Microsoft announced a service that aims to make it easier to get up and running with containers, according to Geekwire.
The company points to Azure Container Instances as a simple and efficient way get containers in the cloud. It is also designed to free up developers from navigating virtual machine infrastructure.
Microsoft also announced it is joining the Cloud Native Computing Foundation, an organization that oversees the open source Kubernetes container orchestration project, as a platinum member.
Microsoft's relationship with open source communities has historically been rocky.

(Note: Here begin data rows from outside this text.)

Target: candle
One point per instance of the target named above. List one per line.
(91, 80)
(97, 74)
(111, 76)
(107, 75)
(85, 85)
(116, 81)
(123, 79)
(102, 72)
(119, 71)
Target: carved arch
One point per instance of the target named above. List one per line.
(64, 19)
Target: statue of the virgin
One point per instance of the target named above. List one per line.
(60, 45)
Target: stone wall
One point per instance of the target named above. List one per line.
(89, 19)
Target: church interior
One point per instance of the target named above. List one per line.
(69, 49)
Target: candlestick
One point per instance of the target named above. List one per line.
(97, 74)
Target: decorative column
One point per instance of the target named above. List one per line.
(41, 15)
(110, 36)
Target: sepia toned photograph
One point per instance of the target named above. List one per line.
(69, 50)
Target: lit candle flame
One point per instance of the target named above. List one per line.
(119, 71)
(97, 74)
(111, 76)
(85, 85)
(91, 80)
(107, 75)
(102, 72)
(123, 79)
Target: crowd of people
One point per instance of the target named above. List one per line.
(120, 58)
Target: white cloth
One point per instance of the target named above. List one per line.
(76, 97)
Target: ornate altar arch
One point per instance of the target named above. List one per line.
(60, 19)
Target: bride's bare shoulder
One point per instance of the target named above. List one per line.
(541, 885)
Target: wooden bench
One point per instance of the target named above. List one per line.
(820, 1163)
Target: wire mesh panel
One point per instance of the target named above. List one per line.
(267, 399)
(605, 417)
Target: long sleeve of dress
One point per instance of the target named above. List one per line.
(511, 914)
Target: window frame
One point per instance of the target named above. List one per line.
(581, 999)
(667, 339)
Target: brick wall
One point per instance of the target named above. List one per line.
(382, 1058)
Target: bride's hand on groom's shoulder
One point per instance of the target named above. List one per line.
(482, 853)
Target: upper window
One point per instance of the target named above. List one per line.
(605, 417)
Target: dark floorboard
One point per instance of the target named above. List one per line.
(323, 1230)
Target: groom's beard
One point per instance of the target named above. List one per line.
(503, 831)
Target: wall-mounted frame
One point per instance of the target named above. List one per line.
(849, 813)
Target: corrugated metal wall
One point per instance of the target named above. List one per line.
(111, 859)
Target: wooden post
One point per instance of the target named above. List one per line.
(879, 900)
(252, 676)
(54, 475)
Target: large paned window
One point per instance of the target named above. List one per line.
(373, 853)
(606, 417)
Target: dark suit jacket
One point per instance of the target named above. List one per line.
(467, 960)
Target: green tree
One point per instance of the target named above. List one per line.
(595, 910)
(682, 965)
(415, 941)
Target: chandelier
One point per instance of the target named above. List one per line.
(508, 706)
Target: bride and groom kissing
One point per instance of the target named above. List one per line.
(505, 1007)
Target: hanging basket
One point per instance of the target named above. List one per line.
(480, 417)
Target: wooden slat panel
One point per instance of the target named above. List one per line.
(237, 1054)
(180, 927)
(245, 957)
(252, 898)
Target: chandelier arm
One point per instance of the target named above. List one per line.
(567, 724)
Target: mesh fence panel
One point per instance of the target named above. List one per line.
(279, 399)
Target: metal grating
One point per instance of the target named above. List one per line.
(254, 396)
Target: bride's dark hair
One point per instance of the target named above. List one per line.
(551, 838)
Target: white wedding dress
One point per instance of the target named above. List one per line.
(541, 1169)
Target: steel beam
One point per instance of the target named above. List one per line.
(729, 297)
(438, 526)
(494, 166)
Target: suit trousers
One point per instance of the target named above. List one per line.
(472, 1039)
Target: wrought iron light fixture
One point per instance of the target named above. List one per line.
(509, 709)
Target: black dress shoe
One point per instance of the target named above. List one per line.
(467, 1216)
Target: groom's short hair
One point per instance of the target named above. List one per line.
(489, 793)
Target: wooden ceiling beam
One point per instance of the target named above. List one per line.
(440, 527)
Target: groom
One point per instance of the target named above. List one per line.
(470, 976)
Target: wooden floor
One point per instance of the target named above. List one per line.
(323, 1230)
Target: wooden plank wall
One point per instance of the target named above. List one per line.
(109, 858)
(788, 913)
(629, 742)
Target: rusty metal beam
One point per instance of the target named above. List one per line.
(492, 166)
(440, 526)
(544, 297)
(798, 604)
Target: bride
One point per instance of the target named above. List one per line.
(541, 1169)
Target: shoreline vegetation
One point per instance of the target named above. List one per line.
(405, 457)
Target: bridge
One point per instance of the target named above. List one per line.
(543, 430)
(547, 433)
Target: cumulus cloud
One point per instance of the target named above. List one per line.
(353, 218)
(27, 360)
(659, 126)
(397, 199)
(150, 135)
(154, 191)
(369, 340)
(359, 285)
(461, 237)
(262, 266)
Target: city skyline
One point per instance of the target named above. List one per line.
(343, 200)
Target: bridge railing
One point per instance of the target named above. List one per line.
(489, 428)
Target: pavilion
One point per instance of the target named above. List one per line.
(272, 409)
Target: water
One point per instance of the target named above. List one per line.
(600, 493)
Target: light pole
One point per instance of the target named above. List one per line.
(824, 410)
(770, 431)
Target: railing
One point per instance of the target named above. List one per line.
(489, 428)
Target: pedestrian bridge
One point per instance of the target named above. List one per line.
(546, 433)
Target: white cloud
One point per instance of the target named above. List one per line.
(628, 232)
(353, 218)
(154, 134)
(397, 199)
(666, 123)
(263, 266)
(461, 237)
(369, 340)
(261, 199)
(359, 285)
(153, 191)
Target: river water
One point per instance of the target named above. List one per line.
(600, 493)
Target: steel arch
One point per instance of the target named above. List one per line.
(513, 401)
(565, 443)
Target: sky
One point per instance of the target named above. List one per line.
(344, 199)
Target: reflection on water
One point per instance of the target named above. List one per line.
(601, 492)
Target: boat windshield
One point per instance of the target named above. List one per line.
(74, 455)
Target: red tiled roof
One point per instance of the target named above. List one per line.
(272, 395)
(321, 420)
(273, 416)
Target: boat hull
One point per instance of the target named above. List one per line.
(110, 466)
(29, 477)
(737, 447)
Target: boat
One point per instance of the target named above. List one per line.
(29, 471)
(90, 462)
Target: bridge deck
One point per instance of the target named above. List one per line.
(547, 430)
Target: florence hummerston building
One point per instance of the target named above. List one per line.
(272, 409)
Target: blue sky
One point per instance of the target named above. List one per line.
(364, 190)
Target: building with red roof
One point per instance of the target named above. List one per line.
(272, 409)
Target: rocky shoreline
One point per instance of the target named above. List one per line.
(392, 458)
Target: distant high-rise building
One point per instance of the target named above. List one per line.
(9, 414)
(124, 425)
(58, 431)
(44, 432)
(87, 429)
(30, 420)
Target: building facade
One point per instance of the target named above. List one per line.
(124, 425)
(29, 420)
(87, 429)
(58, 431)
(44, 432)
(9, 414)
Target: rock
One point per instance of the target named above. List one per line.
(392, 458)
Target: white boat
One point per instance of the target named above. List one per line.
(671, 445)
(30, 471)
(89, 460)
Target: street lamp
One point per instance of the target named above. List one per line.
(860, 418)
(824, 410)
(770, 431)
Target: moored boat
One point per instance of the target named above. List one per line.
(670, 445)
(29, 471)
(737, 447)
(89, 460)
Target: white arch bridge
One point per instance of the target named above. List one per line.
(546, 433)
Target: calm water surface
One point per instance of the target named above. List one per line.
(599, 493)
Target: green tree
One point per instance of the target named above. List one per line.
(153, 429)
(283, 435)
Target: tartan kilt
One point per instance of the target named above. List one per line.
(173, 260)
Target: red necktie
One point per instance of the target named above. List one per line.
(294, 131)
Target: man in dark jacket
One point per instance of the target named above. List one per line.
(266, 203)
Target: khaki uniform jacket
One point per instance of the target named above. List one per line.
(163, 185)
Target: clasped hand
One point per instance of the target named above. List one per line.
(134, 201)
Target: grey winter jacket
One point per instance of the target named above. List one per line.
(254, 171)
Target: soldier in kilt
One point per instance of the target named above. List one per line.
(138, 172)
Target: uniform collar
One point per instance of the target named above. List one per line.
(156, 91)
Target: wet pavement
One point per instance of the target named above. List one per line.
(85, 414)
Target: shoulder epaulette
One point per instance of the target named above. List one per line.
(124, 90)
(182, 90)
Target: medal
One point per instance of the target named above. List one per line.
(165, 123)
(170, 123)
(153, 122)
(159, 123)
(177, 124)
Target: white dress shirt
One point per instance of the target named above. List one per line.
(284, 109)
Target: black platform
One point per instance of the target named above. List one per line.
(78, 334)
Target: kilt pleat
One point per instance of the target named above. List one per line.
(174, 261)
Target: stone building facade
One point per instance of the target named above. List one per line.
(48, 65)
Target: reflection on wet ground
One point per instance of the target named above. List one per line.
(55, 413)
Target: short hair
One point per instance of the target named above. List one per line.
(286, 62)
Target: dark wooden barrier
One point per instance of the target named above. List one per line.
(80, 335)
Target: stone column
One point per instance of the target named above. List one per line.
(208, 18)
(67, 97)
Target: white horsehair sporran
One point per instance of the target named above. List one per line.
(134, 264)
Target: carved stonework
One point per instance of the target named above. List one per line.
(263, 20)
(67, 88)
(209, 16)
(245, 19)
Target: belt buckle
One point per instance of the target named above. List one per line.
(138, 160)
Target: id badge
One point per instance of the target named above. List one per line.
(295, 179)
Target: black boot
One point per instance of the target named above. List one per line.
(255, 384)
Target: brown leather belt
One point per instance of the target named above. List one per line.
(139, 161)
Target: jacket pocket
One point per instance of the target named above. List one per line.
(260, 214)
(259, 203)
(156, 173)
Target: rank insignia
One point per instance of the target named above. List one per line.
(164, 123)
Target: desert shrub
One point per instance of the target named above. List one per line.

Former Microsoft CEO Steve Ballmer once compared Linux to "communism" and a "cancer."
But in the past few years, Microsoft has become much more willing to work with open source vendors. Last fall, Microsoft surprised many when it joined The Linux Foundation as a platinum member.
The move is also notable because Kubernetes was originally developed inside Google. Google donated Kubernetes to the CNCF in 2015.
Companies like Microsoft are welcoming open source in hopes of attracting more large business customers. The move also signals a shift away from purely proprietary models for the technology giants, with increased focus on collaboration to help advance technological innovation.
Amazon Web Services (AWS) is now the only major cloud company that hasn't joined the Cloud Native Computing Foundation, likely because AWS offers its own service for container orchestration.